YOLOv5 Model INT8 Quantization based on OpenVINO™ 2022.1 POT API

Stephanie_Maluso · ‎09-20-2022

Author: Xiake Sun, AI Frameworks Engineer, OpenVINO^TMDeveloper Tools, Intel

1. Overview

Ultralytics YOLOv5, one of the most popular object detection networks, is popular among AI developers and widely used in industrial applications because of its great engineering and documentation support. In this article, we will introduce how to use OpenVINO^TM 2022.1 Post-training Optimization Tool (POT) API for YOLOv5 Model INT8 quantization, to achieve model compression and inference performance improvement. In addition, we provide the FP32 and INT8 model accuracy calculation methods, introduce OpenVINO Benchmark App for performance evaluation, and show the YOLOv5 INT8 model object detection demo with OpenVINO backend.
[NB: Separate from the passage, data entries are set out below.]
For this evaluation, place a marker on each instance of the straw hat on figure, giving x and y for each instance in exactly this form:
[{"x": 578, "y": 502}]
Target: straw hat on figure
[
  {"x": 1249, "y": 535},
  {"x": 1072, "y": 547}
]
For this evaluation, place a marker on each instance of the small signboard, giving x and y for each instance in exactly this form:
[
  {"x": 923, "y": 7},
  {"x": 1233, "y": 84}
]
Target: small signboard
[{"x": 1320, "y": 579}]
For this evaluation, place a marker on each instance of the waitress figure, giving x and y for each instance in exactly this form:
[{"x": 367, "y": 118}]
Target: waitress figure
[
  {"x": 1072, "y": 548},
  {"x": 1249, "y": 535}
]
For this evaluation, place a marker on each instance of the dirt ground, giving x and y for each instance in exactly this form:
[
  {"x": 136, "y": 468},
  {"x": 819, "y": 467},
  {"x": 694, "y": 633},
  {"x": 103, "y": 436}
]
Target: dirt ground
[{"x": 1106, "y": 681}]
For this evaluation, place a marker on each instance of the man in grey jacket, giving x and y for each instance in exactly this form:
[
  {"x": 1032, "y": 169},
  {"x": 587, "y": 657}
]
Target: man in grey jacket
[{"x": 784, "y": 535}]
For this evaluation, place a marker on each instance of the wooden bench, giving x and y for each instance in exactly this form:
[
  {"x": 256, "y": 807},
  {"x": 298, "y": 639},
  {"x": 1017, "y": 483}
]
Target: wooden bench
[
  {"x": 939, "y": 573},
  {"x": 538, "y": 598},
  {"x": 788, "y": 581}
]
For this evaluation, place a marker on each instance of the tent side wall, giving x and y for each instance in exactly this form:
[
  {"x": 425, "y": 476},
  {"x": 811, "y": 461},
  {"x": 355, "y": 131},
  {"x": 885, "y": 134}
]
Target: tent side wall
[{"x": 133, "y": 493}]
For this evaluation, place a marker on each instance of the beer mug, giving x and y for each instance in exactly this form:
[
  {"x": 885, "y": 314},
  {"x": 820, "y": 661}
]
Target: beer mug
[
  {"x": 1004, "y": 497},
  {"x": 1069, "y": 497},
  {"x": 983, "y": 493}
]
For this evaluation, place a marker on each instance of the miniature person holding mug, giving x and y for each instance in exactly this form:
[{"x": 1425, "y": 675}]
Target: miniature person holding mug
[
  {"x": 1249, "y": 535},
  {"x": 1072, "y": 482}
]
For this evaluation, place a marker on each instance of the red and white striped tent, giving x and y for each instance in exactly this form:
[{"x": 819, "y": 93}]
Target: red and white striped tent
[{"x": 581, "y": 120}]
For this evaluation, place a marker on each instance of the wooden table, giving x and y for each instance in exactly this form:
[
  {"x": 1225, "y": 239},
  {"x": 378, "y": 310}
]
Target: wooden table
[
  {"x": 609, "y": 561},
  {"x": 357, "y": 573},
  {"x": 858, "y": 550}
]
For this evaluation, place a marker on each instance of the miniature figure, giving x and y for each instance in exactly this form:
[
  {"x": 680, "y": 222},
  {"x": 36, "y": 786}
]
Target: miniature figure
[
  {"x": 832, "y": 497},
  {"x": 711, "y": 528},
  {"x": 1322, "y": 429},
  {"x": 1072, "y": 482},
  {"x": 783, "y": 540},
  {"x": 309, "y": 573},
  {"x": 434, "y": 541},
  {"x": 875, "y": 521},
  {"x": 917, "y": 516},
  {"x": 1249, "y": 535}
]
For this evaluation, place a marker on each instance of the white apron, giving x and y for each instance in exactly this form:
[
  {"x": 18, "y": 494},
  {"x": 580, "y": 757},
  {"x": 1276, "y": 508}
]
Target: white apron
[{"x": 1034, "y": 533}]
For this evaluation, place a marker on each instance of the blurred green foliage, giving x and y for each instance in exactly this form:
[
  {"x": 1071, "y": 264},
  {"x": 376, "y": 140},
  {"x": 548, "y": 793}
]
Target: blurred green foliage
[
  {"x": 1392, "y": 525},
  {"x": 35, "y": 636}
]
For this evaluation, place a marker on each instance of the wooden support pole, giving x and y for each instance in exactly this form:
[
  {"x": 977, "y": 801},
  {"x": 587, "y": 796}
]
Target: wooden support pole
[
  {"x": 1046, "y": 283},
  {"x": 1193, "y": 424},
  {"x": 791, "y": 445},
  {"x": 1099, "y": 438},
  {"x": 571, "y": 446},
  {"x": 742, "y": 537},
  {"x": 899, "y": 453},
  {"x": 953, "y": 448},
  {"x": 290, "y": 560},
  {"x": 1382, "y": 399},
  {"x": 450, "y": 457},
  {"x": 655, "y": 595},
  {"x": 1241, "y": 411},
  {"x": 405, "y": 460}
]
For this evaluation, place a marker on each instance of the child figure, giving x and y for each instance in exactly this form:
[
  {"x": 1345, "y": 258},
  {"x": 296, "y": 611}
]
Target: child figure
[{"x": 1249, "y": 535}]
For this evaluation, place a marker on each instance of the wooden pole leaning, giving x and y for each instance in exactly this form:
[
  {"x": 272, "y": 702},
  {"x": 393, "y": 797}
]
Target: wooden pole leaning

Please refer to OpenVINO notebook for complete source code: 220-yolov5-accuracy-check-and-quantization。

2. Introduction to POT Tool

For the pre-trained Deep-Learning models, we can use the Post Training Optimization Tool (POT) in OpenVINO to map the model weights and activation from FP32/FP16 value domain to the INT8 value domain. After model INT8 quantization, we can reduce the computational resources and memory bandwidth required for model inference to help improve the model's overall performance. Unlike Quantization-aware Training (QAT) method, no re-train, or even fine-tuning is needed for POT optimization to obtain INT8 models with great accuracy. Therefore, POT is widely used as a best practice for quantization.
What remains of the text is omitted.